Voici la suite annoncée (les deux tiers restant) de l’extrait de l’entretien d’Henri Maldiney avec Alain Veinstein. Il y est d’abord question du titre :
Le titre, Ouvrir le rien, c’est en effet un titre. Il n’annonce pas l’objet d’une recherche mais, tout au contraire, il consacre, disons, la révélation d’une quête. C’est à la fin. Et il faut bien voir ce que ça signifie. Je dis : « tout ce qui est de l’ordre de la perception, tout ce qui est de l’ordre de l’intentionnalité, de l’ordre du projet disparaît. Il ne reste vraiment que rien. Ce qui ne cherche pas à se justifier, le rien. Et vous passez par ce rien où, brusquement, vous donnez en vous même, et hors de vous, présent, vous ne donnez pas, vous avez ouverture à cette entrée en présence de l’un comme de cet être jaillissant dans la nuit dont parle du Bouchet. Ceci est important car cela va à l’opposé de la certitude première, occidentale, qui est celle du cogito de Descartes. Dans le cogito de Descartes, dans sa véritable formule, il dit : « j’ai premièrement de moi l’idée que, de l’infini que du fini, c’est à dire de Dieu que de moi même. C’est à dire que je pense, et la pensée est une puissance infinie, puisqu’elle triomphe du mal [ ? ] défini. Mais, ensuite, apparaît le doute. D’où dans la recherche de la vérité la formule est : « je pense, Dieu est, je doute, je suis ». Or, c’est la démarche inverse que fait l’art. Il part, si vous voulez, de cette certitude des choses qui nous sont données et pour aboutir au rien duquel, justement, rejaillit le réel.

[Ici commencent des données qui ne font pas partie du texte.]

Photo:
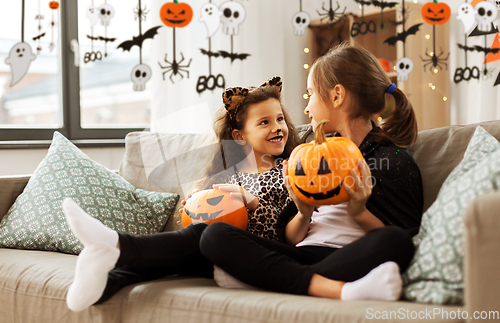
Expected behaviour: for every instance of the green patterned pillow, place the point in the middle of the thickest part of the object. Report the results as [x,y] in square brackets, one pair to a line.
[36,220]
[435,274]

(Ce que vous dites est qu’une œuvre d’art en apparaissant dans sa réalité nous révèle la nôtre.) Absolument, et c’est très rare que nous sachions qui nous sommes et ce que ça veut dire, être, pour nous. Nous l’apprenons, nous l’apprenons quelquefois brusquement, disons, dans un deuil, très proche, dans un amour, ou, enfin, dans des circonstances qui restent uniques. Uniques ! D’ailleurs nous ne croyons jamais, comme dit Weizsäcker, qu’à ce que nous ne voyons qu’une fois. Autrement, ça repose sur du possible et le possible aurait pu ne pas être. Le réel précède le possible. C’est la grande… C’est l’affirmation fondamentale immanente à l’art. En effet une œuvre n’est pas possible avant d’être ! Elle n’est pas tirée comme une statue idéale aurait été présente dans la carrière. Non. C’est pourquoi, ce n’est pas le fond qui est producteur, car il s’agit de quoi ? De cette singularité qu’est un visage et un visage, le fond n’a pas de visage. Il n’a pas de […], il n’a pas de visage. Ceci exige, véritablement, une auto genèse, une brusque auto création qui est révélatoire, et votre existence de même. Et des fois nous existons et nous nous surprenons à exister. Voilà pourquoi la chose est bouleversante, à chaque fois, profonde. Et ce n’est pas à répéter, n’est ce pas, je suis, je suis, qui va nous faire être, hein. Et surtout je dis bien, ceci, exister. Ce n’est pas être un simple étant. C’est exister au risque de l’ouvert que nous avons à intérioriser. Nous mêmes, nous nous déployons dans l’ouvert à condition de l’intérioriser en nous. Comme le rythme. Comme l’œuvre d’art.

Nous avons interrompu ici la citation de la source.